01:01 < ke4qqq> yeah - no blocking if it's 'out'
01:01 < ke4qqq> though I think some old vcss did that
01:01 < rbergeron> you want people to be able to check out code to look at it - you don't want everyone to necessarily have permissions to 
                   "fix it" if they want to
01:02 < rbergeron> usually in those situations - people who want to add more code might post a patch to a mailing list - showing what 
                   they've added / changed
01:02 < rbergeron> until they've gained a level of trust with whoever the maintainer/owner of the code is
01:02 < rbergeron> "we know your'e not going to screw things up - you keep doing good work"
01:02 < rbergeron> that kind of thing
01:02 < rbergeron> the other thingis - with code - you'll hear people refer to things like trees and branches
01:03 < morinoa> ok...
01:03 < morinoa> obviously these are like "grok." a different language 

Here, the newcomer is once again signaling that they don't actually get the idea *that* deeply. The idea that you might have a "magic undo" is one thing -- but the transition to code (for which they have zero context) is more challenging.

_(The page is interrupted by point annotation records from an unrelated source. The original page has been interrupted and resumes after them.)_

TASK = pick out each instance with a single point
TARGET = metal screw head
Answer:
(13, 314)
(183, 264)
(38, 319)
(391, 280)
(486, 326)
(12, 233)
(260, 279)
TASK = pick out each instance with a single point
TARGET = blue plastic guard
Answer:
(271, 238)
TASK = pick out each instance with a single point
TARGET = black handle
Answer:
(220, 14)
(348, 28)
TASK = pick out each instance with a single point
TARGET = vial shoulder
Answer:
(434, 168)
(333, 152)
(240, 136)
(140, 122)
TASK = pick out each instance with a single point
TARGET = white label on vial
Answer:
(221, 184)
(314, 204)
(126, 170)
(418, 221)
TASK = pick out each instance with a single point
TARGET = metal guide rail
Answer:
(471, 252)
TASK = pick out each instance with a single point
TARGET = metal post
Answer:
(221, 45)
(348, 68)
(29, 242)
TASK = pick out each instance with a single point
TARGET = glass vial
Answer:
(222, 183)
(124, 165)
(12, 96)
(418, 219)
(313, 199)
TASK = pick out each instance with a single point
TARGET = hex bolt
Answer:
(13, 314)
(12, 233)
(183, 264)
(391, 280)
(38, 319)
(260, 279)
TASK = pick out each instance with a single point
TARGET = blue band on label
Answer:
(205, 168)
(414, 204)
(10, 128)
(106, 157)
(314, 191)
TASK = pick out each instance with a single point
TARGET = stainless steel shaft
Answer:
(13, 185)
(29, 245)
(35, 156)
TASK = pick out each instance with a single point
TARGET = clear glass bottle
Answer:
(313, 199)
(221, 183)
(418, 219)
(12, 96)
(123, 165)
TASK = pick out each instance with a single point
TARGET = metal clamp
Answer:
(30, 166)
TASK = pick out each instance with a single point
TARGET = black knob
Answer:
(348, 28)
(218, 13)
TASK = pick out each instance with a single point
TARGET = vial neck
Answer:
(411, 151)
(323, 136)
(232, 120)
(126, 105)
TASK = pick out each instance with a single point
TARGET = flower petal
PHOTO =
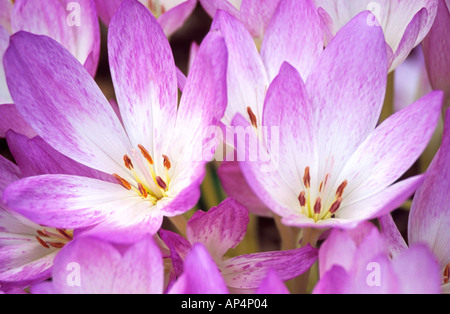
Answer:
(11, 119)
(294, 35)
(391, 149)
(347, 88)
(248, 271)
(246, 76)
(220, 229)
(235, 185)
(144, 77)
(73, 115)
(175, 17)
(429, 218)
(201, 275)
(35, 157)
(64, 201)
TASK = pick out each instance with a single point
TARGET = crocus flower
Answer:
(157, 157)
(75, 27)
(428, 219)
(171, 14)
(332, 167)
(91, 266)
(254, 14)
(28, 249)
(404, 23)
(357, 261)
(436, 46)
(224, 227)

01:03  * rbergeron wonders where her bf is since he could really explain this better than i can
01:03 < rbergeron> yeah
01:03 < rbergeron> so - let's say you're a developer

My thought? "No, lets not."

01:03 < rbergeron> a lot of times you'll be working on multiple versions of the same code
01:03 < rbergeron> ie:
01:04 < rbergeron> you have a version that is already out - sometimes you have urgent fixes that need to happen
01:04 < rbergeron> security issues
01:04 < rbergeron> that kind of thing
01:04 < rbergeron> you might also be working on "the next version" - more hardcore development
01:04 < rbergeron> things aren't as stable
01:04 < rbergeron> but in the end - they are all going to be more or less the same product, at some point
01:04 < morinoa> ok, so I understand this revision idea, now what do I do with it?

And again, the newcomer comes back and says "Sure, revision, I got it... but so what?"

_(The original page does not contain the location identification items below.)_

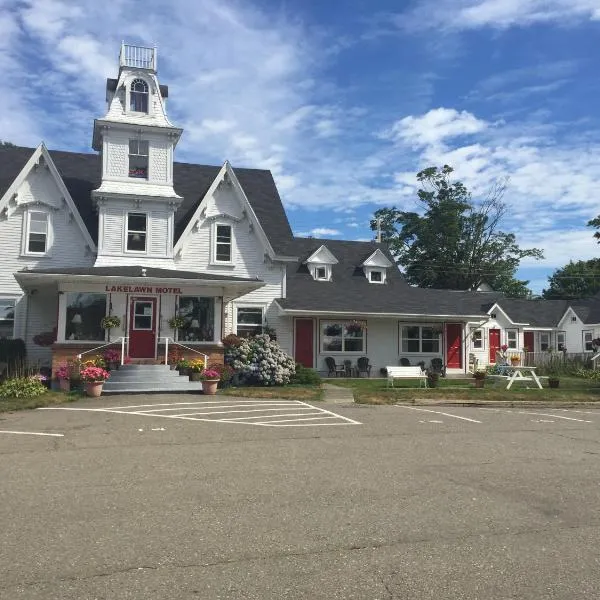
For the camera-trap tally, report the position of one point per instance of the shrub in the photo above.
(260, 361)
(23, 387)
(305, 376)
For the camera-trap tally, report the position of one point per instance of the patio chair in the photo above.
(334, 370)
(363, 366)
(438, 366)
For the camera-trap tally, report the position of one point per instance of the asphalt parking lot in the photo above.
(150, 498)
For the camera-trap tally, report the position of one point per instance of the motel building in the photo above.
(128, 232)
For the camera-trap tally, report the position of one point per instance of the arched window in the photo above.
(138, 96)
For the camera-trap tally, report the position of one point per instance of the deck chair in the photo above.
(334, 370)
(363, 366)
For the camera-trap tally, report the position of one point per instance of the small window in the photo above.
(138, 96)
(249, 321)
(223, 243)
(37, 233)
(137, 224)
(138, 159)
(321, 273)
(7, 318)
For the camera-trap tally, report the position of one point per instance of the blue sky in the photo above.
(344, 101)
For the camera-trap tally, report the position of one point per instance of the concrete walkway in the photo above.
(336, 394)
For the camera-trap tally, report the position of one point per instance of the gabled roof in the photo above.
(81, 174)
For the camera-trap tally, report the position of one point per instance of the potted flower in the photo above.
(110, 322)
(479, 377)
(94, 378)
(210, 380)
(112, 358)
(196, 366)
(63, 374)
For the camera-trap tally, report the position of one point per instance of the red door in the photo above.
(142, 328)
(454, 345)
(494, 344)
(305, 344)
(528, 341)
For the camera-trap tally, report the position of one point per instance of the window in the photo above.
(37, 232)
(138, 96)
(376, 277)
(223, 243)
(84, 313)
(320, 273)
(198, 314)
(137, 225)
(249, 321)
(416, 338)
(138, 159)
(477, 339)
(7, 318)
(344, 336)
(511, 339)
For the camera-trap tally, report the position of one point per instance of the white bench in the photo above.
(406, 373)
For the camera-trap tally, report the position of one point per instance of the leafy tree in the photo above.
(575, 280)
(455, 244)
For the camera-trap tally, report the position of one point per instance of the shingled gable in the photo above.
(38, 157)
(81, 173)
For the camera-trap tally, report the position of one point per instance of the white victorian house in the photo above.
(128, 232)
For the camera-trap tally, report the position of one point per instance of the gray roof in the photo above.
(135, 272)
(350, 291)
(81, 174)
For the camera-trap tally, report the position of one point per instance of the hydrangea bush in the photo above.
(260, 360)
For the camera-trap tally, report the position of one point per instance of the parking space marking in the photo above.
(270, 413)
(438, 412)
(33, 433)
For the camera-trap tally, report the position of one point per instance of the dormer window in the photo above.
(138, 96)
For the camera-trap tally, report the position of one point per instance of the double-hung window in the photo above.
(223, 244)
(7, 318)
(37, 232)
(138, 159)
(137, 227)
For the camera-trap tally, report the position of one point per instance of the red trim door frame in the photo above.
(454, 345)
(304, 342)
(142, 327)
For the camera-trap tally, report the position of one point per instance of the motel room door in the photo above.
(454, 345)
(304, 344)
(142, 328)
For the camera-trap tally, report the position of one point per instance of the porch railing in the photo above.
(171, 341)
(121, 340)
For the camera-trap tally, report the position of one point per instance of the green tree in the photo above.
(575, 280)
(455, 244)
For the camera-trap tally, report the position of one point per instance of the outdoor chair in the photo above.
(363, 366)
(334, 370)
(437, 366)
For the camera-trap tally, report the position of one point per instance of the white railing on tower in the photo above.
(140, 57)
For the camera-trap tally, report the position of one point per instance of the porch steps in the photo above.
(149, 379)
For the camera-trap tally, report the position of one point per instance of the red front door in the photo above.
(494, 344)
(454, 345)
(304, 344)
(142, 328)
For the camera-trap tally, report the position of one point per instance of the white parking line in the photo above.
(34, 433)
(438, 412)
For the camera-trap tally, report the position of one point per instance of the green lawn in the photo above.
(375, 391)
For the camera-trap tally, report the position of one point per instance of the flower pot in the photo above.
(94, 388)
(209, 387)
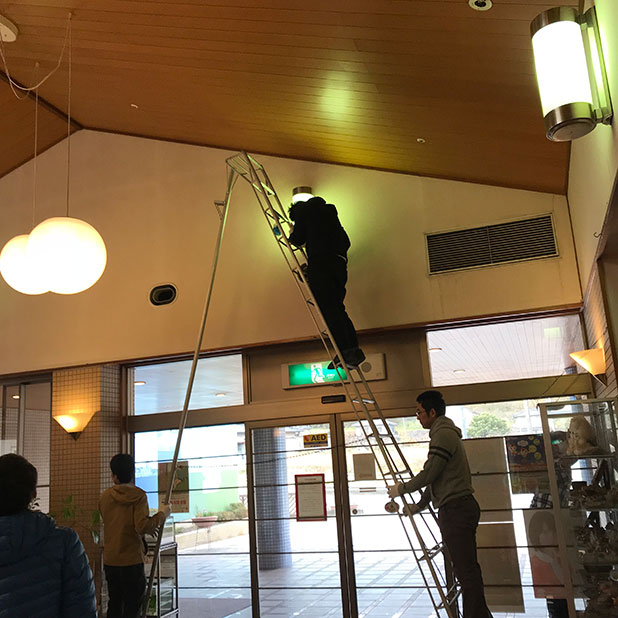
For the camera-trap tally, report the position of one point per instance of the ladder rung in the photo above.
(450, 597)
(434, 551)
(381, 436)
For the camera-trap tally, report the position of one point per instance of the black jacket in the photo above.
(317, 226)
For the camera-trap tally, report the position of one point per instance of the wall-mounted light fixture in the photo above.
(73, 422)
(570, 72)
(301, 194)
(593, 361)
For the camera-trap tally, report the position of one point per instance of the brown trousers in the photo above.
(458, 520)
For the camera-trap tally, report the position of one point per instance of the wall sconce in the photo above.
(593, 361)
(301, 194)
(73, 422)
(570, 72)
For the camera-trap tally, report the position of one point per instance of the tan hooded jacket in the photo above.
(125, 513)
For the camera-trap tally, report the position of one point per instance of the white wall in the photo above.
(594, 158)
(153, 204)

This brings us all the way back to the original point of this critique, which is that the community needs to work with its newcomers at their level, not at the community's level, and be prepared to bring them in where they are -- without dumping them in the deep end of the pool.

01:04 < rbergeron> so in a DVCS - you might see people refer to things as a development branch
01:05 < rbergeron> or a stable branch
01:05 < rbergeron> ke4qqq: yeah, what's up with me explaining this :)
01:05 < ke4qqq> you splain it well

In conclusion, "Productively lost" is a wonderful thing... but I suspect that more than 95% of potential contributors are lost simply because the community has no way of scaffolding their entry. While we might like Lave and Wenger's notion of legitimate peripheral participation, we need to work together to seriously improve the mechanisms by which newcomers (especially people without a background in a technical field involving computing) are brought into open projects.

This is a dialog that I am prepared to have, and can contribute 20 students to next Fall. However, the conversation needs to take place during the summer, and I want one, two, or possibly (at the most!) three small communities within a larger project who want to improve their entry paths in meaningful ways. This is something we can task students on, and begin developing a model for how to do this repeatably, reliably, and without burdening the community (or the faculty involved) unnecessarily.